Opening with the title track, a typically Nipponese plink plonk rhythm underpinned by Mick Karn’s trademark rubber band basslines, Rice Music is an album that could’ve only been made in the early 80s. It sets the tone for ten tracks of ‘globalearic’ grooves that throw everything at the wall to see what sticks.
Se! Se! Se! is a funky Talking Heads style global groove with itchy n’ scratchy guitars and Tom Tom Club-esque shouty stream-of-consciousness vocals. Haina-Haila is a tribal drum fest with Karn’s drunken master bassline and what sounds like Japanese schoolgirls (infact backing vocalists Eve, Nachiko and Yoko) chanting mantras over a Buddhist monk’s sermon. It is perhaps the greatest tribal drum, squelchy bass, Buddhist chant tune ever recorded. Tao-Tao ups the tempo with a flinty funk-pop workout. Side one’s closing track, Neo-Rice Music borrows the main riff from Tao-Tao and slows it down to a drowsy, dream-like drool.
On side 2, Kafka opens with a weird discordant cello sound effect over a dislocated voice that builds gradually with an synth-accordian/bubbly bassline (the midpoint between Kraftwerk’s The Model and Nirvana’s Come As You Are) jam. Rice Dog Jam barks it’s intentions in another take on Mutant Disco’s frantic arty post-funk with syncopated woofs, megaphone vocals and Toshio Nakanishi’s ‘preaching.’ Secret Party is a murky, underwater orgy of mysterious oozy sounds and textures for which the term ‘Balearic As Fuck’ could have been invented, whereas Silent Object is a beautiful ambient instrumental that evokes the calm meditative pools of a Japanese garden. The LP closes with Night In The Park, a Bowie-esque vocal over a traditional pop structure reminiscent of post-Eno Roxy.
With the ubiquitous assistance of Riuichi Sakamoto, Bill Nelson, Japan’s Mick Karn and Steve Jansen and with Tsuchiya not only providing vocals but playing everything from guitar, drums, synth and bass to bamboo percussion, koto and yokin, (Kiyohiko Semba also provides wadaiko, tsuzumi and tabla percussion) cynics could maybe criticise Rice Music as an exercise in plastic Orientalism for worthier-than-thou world music wannabes. Yet, at a time when the likes of Sakamoto, Bowie, Japan, Eno, Byrne and Nelson were blurring the boundaries between ethnic and experimental, traditional and transcendental, Rice Music is an LP that constantly throws up surprises and only underlines the energy and imagination of post-punk pop during this era.
The cover shows the artist sat at a desk in a fetching mauve trolly dolly meets International Rescue outfit.
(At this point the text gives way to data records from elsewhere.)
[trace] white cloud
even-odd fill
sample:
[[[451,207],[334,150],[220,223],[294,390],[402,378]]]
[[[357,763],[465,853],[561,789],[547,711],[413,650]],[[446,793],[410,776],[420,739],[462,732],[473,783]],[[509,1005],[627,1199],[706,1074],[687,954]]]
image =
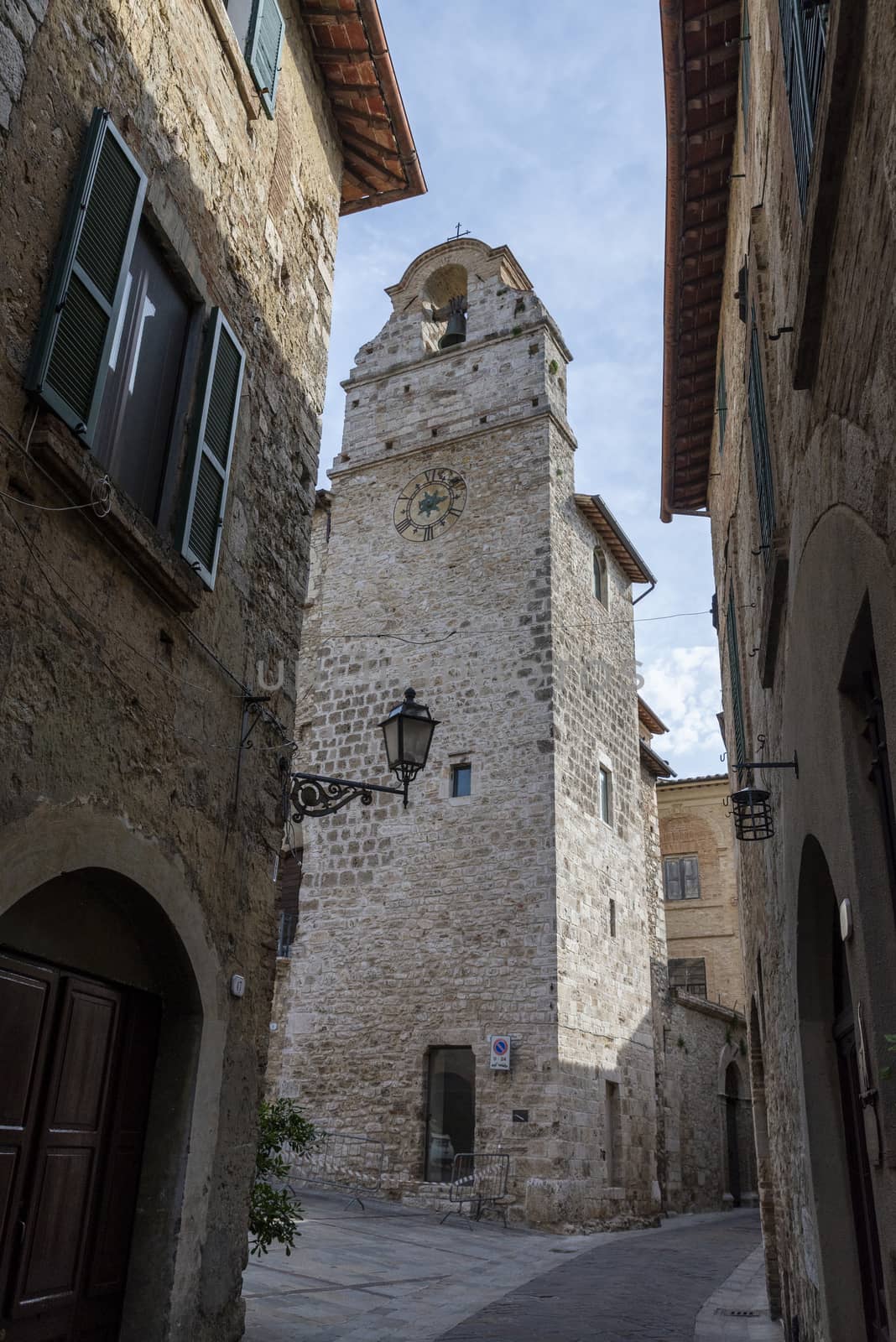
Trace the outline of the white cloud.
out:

His heavily made-up, prettily androgynous face stares enigmatically into the distance, one hand balanced on his chin, the other plucking a guitar. To his left is a huge globe, angled to show Japan, China and the far east. The message is simple; the world is shrinking and old codes of sexuality and culture no longer matter. ‘New York-London-Paris-Munich-(Tokyo), everyone‘s talking about Pop Music! In 1982, anything appeared possible.